1. Review Item Type Task Force Sakai Website- Task Force members indicated that they had logged onto the website and had also used the resources available.
C. Sterback noted that meeting dates and the group's calendar are available via the Sakai site. He reminded Task Force members to use the group's listserv, email@example.com, for communication related to our charge and work.
The minutes from the previous meeting have been posted to the Libraries' page and are available under Technical Services > Committees and Task Forces > Item Type Task Force. C. Sterback has not yet posted the minutes to the Sakai site.
2. Review Item Types from Peer SirsiDynix Sites; Begin Drafting List of Types- C. Sterback distributed two handouts:
(1) a combined list of all the item types used by the selected peer sites we consulted. The types are alphabetically listed and the list includes the number of times a type is used.
(2) a draft list of potential item types for Rutgers drawn from the list from peer institutions.
The draft list of potential item types was reviewed and a lengthy discussion ensued. The intent was to develop a list of base item types for our institution. Circulation information can be added later. The issue of holds was raised. Since holdability and circulation eligibility are synonymous, this was not further discussed.
Developing a list of item types will provide consistency for training and for guiding users to resources. A suggestion was made to include a code at the end of the item type to indicate circulation status.
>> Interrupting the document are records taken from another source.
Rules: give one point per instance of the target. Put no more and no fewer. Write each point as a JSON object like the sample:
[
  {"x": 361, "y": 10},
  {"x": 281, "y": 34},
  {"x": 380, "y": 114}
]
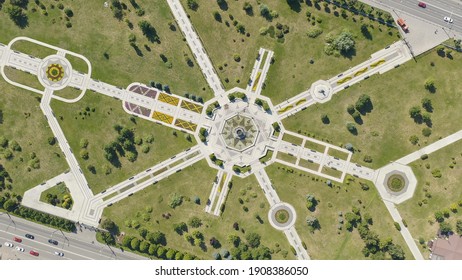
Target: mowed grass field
[
  {"x": 21, "y": 120},
  {"x": 96, "y": 32},
  {"x": 384, "y": 134},
  {"x": 328, "y": 243},
  {"x": 439, "y": 193},
  {"x": 291, "y": 72},
  {"x": 197, "y": 181},
  {"x": 98, "y": 128}
]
Some suggestions were C/N (circulates/does not circulate), -C/-N (a dash before the code), and Y/N (circulate yes/no). These and other suggestions will be considered by the Task Force.
The item type codes are limited to ten characters, including underscores and dashes. There can be no spaces in the item codes as Unicorn will not allow spaces. The group must work within the system constraints when developing item type codes for our purposes.
The focus of the item types is not where materials are held but to define type of material, if it circulates, and how it is counted for ARL statistics. There can be as many item types as is deemed necessary to describe and count our materials. Item type is also used as a search term limit and is another reason why the item types should be granular.
C. Sterback will post the considerably larger draft list of item types to the Sakai site for the Task Force to review. The discussion revealed that Task Force members have differing opinions as to how various item types are defined. Authoritative lists such as the Art and Architecture Thesaurus, the Society of American Archivists' glossary, and the American National Standards Institute (ANSI) definitions will be consulted as the list is revised and finalized. C. Sterback will include links to these resources on the Sakai site.
3. The next Item Type Task Force meeting will be held on Monday, October 1 at 1:30 p.m. in the TSB conference room.